At the time of the decision, the therapy (AL-335/odalasvir/simeprevir) was undergoing phase 2 trials and had previously returned 100% cure rates in patients treated over 6 weeks — a notable accomplishment. Nonetheless, Janssen was resolved to conclude research and move on.

Last week, Merck followed suit. The company halted development on regimens grazoprevir/ruzasvir/uprifosbuvir (MK-3682B) and ruzasvir/uprifosbuvir (MK-3682C) for HCV, noting an “evolving marketplace.”

Merck will still continue research and further development of Zepatier, which was approved by the FDA for HCV in January 2016. Phase 3, follow-up evaluation of Zepatier’s efficacy for chronic HCV patients also on opioid agonist therapy (OAT) will be presented at the Liver Meeting in Washington, DC, later this month.

If there’s room for HCV treatment development still, it may be in addressing the role of opioids in new infections. The methods of new HCV infection have trended towards needle sharing and injection drugs, Robertson said. Showing Zepatier’s ability to cooperate with OAT would be doubly efficacious.

“Many patients are working hard to get their addiction under control, but they have HCV,” Robertson said. “I think even many politicians are skeptical that you can treat people on OAT, because they will relapse and just get infected again. A big part of the phase 3 trial was to show that you can successfully treat these patients, just like you can those who aren’t addicted to opioids.”

But beyond Zepatier’s potential, Merck may not have any more stake in the HCV market.
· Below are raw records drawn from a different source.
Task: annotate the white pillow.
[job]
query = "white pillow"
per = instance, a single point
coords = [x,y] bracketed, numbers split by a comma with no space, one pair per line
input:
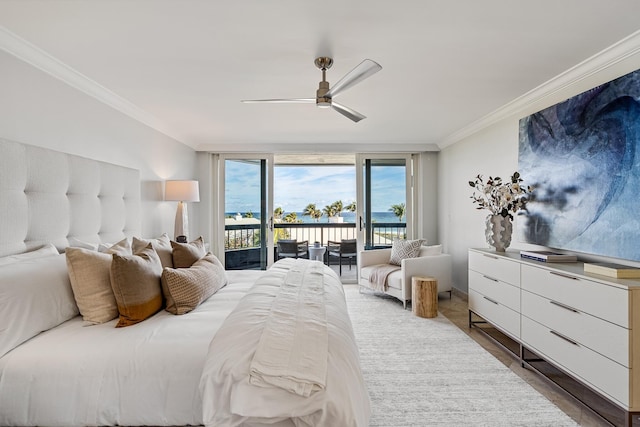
[100,247]
[47,250]
[35,295]
[77,243]
[430,250]
[162,246]
[403,249]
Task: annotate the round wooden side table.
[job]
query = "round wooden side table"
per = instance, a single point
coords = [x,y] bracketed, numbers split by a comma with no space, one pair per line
[424,296]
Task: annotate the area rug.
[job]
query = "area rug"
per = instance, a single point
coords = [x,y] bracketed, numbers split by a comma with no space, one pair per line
[427,372]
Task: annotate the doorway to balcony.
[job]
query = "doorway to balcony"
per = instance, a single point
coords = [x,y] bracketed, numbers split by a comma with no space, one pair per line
[315,200]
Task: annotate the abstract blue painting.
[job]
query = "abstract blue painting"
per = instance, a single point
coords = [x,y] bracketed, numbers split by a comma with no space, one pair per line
[581,157]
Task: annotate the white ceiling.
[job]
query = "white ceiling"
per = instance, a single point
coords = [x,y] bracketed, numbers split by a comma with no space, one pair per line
[186,64]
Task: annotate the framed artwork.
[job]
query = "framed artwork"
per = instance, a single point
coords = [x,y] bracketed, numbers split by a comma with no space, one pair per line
[582,156]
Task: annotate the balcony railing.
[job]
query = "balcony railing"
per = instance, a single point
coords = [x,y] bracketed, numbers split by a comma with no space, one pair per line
[246,236]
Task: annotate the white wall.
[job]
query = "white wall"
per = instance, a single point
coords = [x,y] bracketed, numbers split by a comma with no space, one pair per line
[38,109]
[494,151]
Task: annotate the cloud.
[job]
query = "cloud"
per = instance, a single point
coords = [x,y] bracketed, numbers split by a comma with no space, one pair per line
[297,186]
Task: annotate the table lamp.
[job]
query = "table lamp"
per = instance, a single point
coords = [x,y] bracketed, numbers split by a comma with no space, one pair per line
[182,192]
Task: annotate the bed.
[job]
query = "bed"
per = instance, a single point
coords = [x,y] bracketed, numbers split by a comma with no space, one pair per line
[212,366]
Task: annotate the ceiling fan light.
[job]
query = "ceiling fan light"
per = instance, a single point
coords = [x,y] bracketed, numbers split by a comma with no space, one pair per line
[323,102]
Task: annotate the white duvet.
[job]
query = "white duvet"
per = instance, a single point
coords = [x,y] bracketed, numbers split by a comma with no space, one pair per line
[152,373]
[231,400]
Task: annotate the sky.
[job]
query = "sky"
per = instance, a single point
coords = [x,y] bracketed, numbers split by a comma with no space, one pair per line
[297,186]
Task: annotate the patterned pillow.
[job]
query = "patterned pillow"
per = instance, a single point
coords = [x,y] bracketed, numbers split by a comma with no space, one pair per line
[186,288]
[403,249]
[185,254]
[135,280]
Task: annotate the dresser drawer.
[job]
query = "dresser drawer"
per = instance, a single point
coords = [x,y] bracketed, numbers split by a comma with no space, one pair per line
[602,373]
[600,300]
[501,292]
[495,267]
[497,314]
[600,336]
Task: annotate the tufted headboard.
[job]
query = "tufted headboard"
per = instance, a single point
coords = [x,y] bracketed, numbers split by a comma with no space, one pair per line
[49,196]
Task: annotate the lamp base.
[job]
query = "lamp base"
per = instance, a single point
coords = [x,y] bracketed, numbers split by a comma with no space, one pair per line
[181,230]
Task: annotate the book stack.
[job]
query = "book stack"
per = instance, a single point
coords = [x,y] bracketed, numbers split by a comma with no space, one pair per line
[548,256]
[612,270]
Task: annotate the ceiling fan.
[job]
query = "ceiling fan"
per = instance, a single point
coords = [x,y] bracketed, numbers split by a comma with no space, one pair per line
[324,94]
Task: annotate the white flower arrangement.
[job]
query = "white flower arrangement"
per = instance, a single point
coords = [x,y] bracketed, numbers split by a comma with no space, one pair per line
[500,197]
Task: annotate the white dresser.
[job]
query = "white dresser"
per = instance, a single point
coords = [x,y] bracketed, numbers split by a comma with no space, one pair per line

“There’s not much of an unmet medical need to fulfill,” Robertson said. “Given how it’s evolved in the last few years, we thought we would still support Zepatier, but didn’t see a need to introduce any new drugs to the field.”

There’s room for business to improve again. For as efficacious DAAs have been for HCV-diagnosed patients, there remains anywhere between 2.4 and 4.4 million infected patients in the US — either undiagnosed, unable to access treatments, or both.

The DHHS’ HCV eradication plan could possibly be met, if it were an issue of treatment. But populations of high-risk patients — Baby Boomers, prisoners, drug users, HIV patients — are not being screened enough, Romero-Marrero said.

“Even though we thought hepatitis C would not be a problem past the year 2020, certainly with the recent challenges of the opioid epidemic, this may be a problem we have to deal with a longer time than we thought,” Romero-Marrero said.

The report, "Medicines Use and Spending in the US: A Review of 2016 and Outlook to 2021," is available to download online.